In summary, the essence of our hyperparameter tuning approach with the Particle Swarm Optimization algorithm that strikes a perfect balance between simplicity and depth can be distilled into the following salient characteristics:

-: Population Size: We selected a swarm of 50 particles, each representing a comprehensive hyperparameter solution. This number is deemed suitable for comprehensive exploration and discovery while ensuring that computational resources are not overburdened, providing an efficient search of the hyperparameter space.
-: Cognitive Coefficient 1 and Social Coefficient: 2.0 was selected for both coefficients as they reflect the dual determinants to guide the action of a single particle. This ratio ensures one-part concentrates on personal executory experience, while another maintains a view on collective experience in a balanced execution manner.
-: Inertia Weight: The inertia weight was gradually reduced from 0.9 to 0.4 to decide the velocity with which each particle could transition to new solutions. Thus, the particle was allowed to have a broad initial approach and progressively removed from a position to ensure they selected the most promising part of the solution.
-: Maximum Number of Iterations: 100 iterations were considered appropriate for the selection process down to manageable limits.

Hyperparameter Selection for PSO-Driven Optimization

In our ongoing quest to elevate the predictive accuracy of our composite deep learning model for customer churn prediction, we judiciously handpick a suite of hyperparameters as candidates for optimization through the Particle Swarm Optimization (PSO) algorithm. The chosen hyperparameters are critical as they govern the learning dynamics of the model and its ability to capture the intricate patterns of customer behavior. Here are the hyperparameters currently under consideration:

-: Activation Functions: The activation function is used to introduce non-linearity to the neural network, allowing it to learn complex relational patterns. The ReLU (Rectified Linear Unit) and SELU (Scaled Exponential Linear Unit) activation functions are considered for our model due to their ability to mitigate the vanishing gradient problems and facilitate faster convergence.
-: Regularization Techniques: To combat overfitting and ensure the generalizability of the model, L1 (Lasso), L2 (Ridge), and Elastic Net regularization techniques are being investigated. Regularization is a method used to introduce additional penalties on the magnitude of the coefficients, forcing the learning algorithm to shrink them toward zero. L1 regularization promotes sparsity and can be used for feature selection tasks. L2 regularization is similar to the L1, but it encourages smaller coefficients and is used to penalize larger coefficients more heavily. The Elastic Net is a hybrid that blends both L1 and L2 regularization attributes.
-: Neurons per Layer: The number of neurons in a layer is crucial for the model's capacity to learn; too few can cause underfitting, and too many can lead to overfitting. We choose to evaluate configurations with 25, 50, 75, and 100 neurons per layer to strike a balance between model complexity and computational efficiency.
-: Learning Rate: This hyperparameter determines the step size at each iteration while moving toward a minimum of a loss function.

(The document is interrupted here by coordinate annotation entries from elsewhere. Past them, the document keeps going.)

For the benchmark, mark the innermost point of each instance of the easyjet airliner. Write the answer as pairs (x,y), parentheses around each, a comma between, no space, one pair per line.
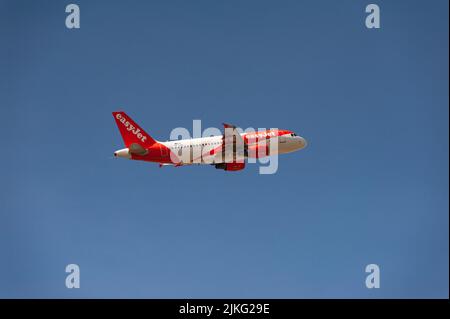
(227,151)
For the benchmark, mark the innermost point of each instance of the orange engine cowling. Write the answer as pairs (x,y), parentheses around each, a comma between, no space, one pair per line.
(230,166)
(258,151)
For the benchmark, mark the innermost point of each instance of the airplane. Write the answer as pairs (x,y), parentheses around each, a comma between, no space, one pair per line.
(227,151)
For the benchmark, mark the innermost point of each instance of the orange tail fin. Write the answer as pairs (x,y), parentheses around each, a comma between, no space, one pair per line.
(131,132)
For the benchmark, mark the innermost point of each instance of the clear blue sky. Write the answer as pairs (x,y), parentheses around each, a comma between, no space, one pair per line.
(372,186)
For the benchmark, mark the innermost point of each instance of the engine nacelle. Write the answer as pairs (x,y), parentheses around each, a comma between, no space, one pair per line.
(258,151)
(230,166)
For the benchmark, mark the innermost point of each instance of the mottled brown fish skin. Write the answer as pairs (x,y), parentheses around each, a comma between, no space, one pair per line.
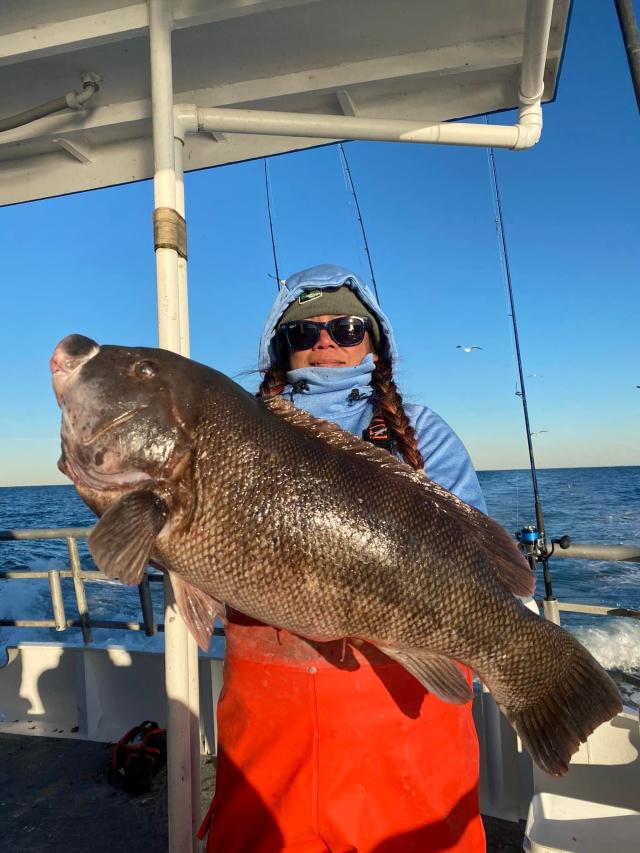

We try values of 0.01, 0.001, and 0.005 to ensure that we perform a nuanced exploration of the learning rate space in an effort to find a sweet spot, optimizing for learning speed and stability.
-: Optimizers play a critical role in minimizing the loss function and thereby, directly impacting the performance of the model. In our case, we have included Adam, RMSProp, and AdaGrad in our optimization process, with each having its own unique approach for adjusting the learning rate during training catering to different aspects of convergence and computational efficiency.

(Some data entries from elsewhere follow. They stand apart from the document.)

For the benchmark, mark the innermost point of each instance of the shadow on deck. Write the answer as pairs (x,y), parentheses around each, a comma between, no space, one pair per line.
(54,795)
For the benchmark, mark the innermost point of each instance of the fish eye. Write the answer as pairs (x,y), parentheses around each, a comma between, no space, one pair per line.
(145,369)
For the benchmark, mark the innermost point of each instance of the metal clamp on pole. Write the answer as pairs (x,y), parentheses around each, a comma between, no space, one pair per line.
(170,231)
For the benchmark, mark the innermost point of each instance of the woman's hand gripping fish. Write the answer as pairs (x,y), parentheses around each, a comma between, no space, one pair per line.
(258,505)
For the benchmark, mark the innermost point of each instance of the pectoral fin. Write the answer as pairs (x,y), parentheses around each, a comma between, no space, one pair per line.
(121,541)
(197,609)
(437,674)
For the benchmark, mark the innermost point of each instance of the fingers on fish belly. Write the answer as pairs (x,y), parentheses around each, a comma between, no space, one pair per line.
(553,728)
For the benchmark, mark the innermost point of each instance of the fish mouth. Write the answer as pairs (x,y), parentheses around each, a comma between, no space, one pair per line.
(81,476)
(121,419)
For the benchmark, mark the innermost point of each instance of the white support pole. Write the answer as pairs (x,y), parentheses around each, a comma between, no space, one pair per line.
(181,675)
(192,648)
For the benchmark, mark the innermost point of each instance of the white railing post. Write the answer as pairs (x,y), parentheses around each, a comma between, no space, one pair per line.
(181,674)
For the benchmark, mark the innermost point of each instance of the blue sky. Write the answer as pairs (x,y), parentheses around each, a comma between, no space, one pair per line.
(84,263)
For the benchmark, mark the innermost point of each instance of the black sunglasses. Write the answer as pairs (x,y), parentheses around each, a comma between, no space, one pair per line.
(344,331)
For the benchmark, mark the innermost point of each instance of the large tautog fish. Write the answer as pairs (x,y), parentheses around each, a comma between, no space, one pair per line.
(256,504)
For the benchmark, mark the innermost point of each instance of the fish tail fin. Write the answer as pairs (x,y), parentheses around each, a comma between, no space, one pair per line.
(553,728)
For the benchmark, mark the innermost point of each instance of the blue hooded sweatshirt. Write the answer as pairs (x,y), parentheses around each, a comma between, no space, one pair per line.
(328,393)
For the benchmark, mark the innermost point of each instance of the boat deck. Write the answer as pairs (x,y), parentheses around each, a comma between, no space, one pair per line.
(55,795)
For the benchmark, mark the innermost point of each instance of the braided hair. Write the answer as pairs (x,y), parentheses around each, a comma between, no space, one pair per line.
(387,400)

The Particle Swarm Optimization (PSO) algorithm is capable of traversing the multidimensional hyperparameter space defined by these candidates in search of that configuration that yields the best possible performance in terms of its predictive accuracy, precision, recall, F1 score, and ROC AUC score. The ultimate goal is to discover an optimal set of hyperparameters that allows us to balance our model's complexity against its capability to generalize well to new data, resulting in churn predictions that are even more accurate and actionable.

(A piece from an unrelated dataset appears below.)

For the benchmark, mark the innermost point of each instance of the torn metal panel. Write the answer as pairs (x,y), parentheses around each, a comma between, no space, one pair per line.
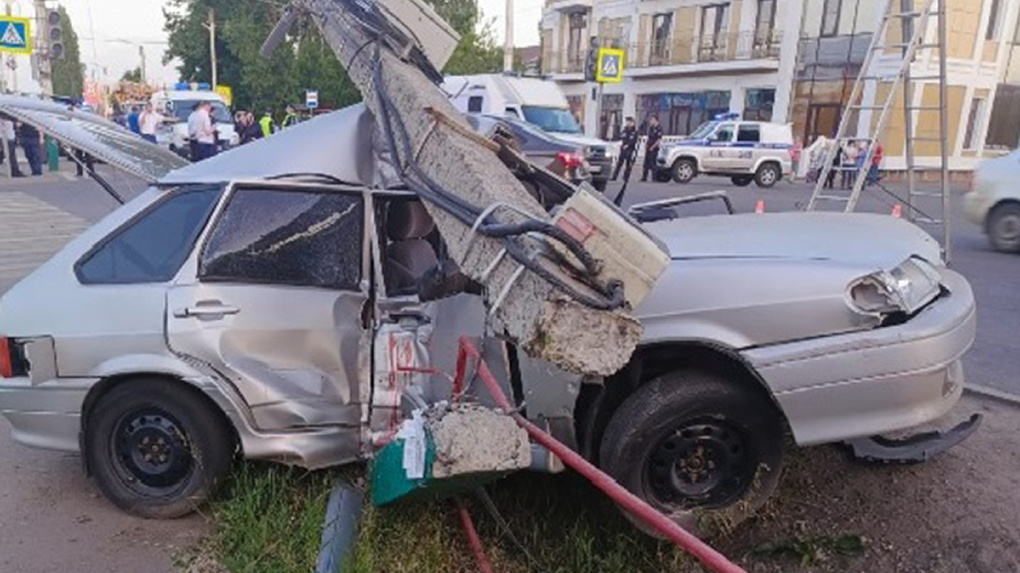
(530,309)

Table 4. Hyperparameters used in the model.

Hyperparameter	Options
Activation Function	ReLU, SELU
Regularization Method	L1(Lasso), L2 (Ridge), Elastic Net
Neurons per Layer	25, 50, 75, 100
Learning Rate	0.01, 0.001, 0.005
Optimizers	Adam,RMSProp, AdaGrad

In the first phase of our experimentation, we focused on leveraging the PSO algorithm to meticulously select optimal hyperparameters. The aim was to determine a configuration capable of maximizing the predictive accuracy of our model, while guaranteeing generalizability. The results of our optimization process are outlined below:

Our in-depth analysis utilizing the Particle Swarm Optimization (PSO) algorithm has led to the identification of an optimal hyperparameter configuration that markedly improves the churn prediction capabilities of our deep learning models. The configurations detailed below have been tailored specifically for the Cell2Cell and IBM Telco datasets, showcasing the algorithm's robustness and adaptability.

Optimal Hyperparameter Configuration for Cell2Cell Dataset

The PSO algorithm found the following hyperparameter settings to produce the optimum model for the Cell2Cell dataset. The application of the ReLU function enabled our model to effectively capture the nonlinearity of the given data while avoiding the vanishing gradient problem. Regularization in this case, L2 regularization removed the overfitting in the data to improve the model’s generalization through penalties to the coefficient sizes. We deduced that there should be 75 neurons within each layer to provide the right balance of model capacity to identify patterns in inputs without demanding extensive computation. We selected a learning rate of 0.005 as it was the best trade-off, sufficiently fast to allow for reasonable convergence times and slow enough for a robust generalization. We picked the Adam optimizer due to its adaptive nature of finding the global minimum of the loss function, allowing for relatively fewer iterations to converge than SGD.

Optimal Hyperparameter Configuration for IBM Telco Dataset

The PSO algorithm when applied to the IBM Telco dataset revealed a more refined change in hyperparameter settings that would fit the dataset’s specific characteristics. The following are the changes that were affected on the Cell2Cell without impacting the output structure: The ReLU function has enabled efficient processing of non-linear relationships; hence, it remained the activation function of choice. The regularization method was thus L2 as per the Cell2Cell findings since they facilitate the model’s generalizability; The neurons per layer were optimized at 80 since it had the most intricate patterns between the other two datasets. The learning rate was optimized with the applied PSO algorithm to a 0.0045 which helped in achieving an accurate rate of convergence in running time also avoiding overfitting. The optimizer remained Adam from the information given to affect a quick mode of layers’ convergence on the nodes.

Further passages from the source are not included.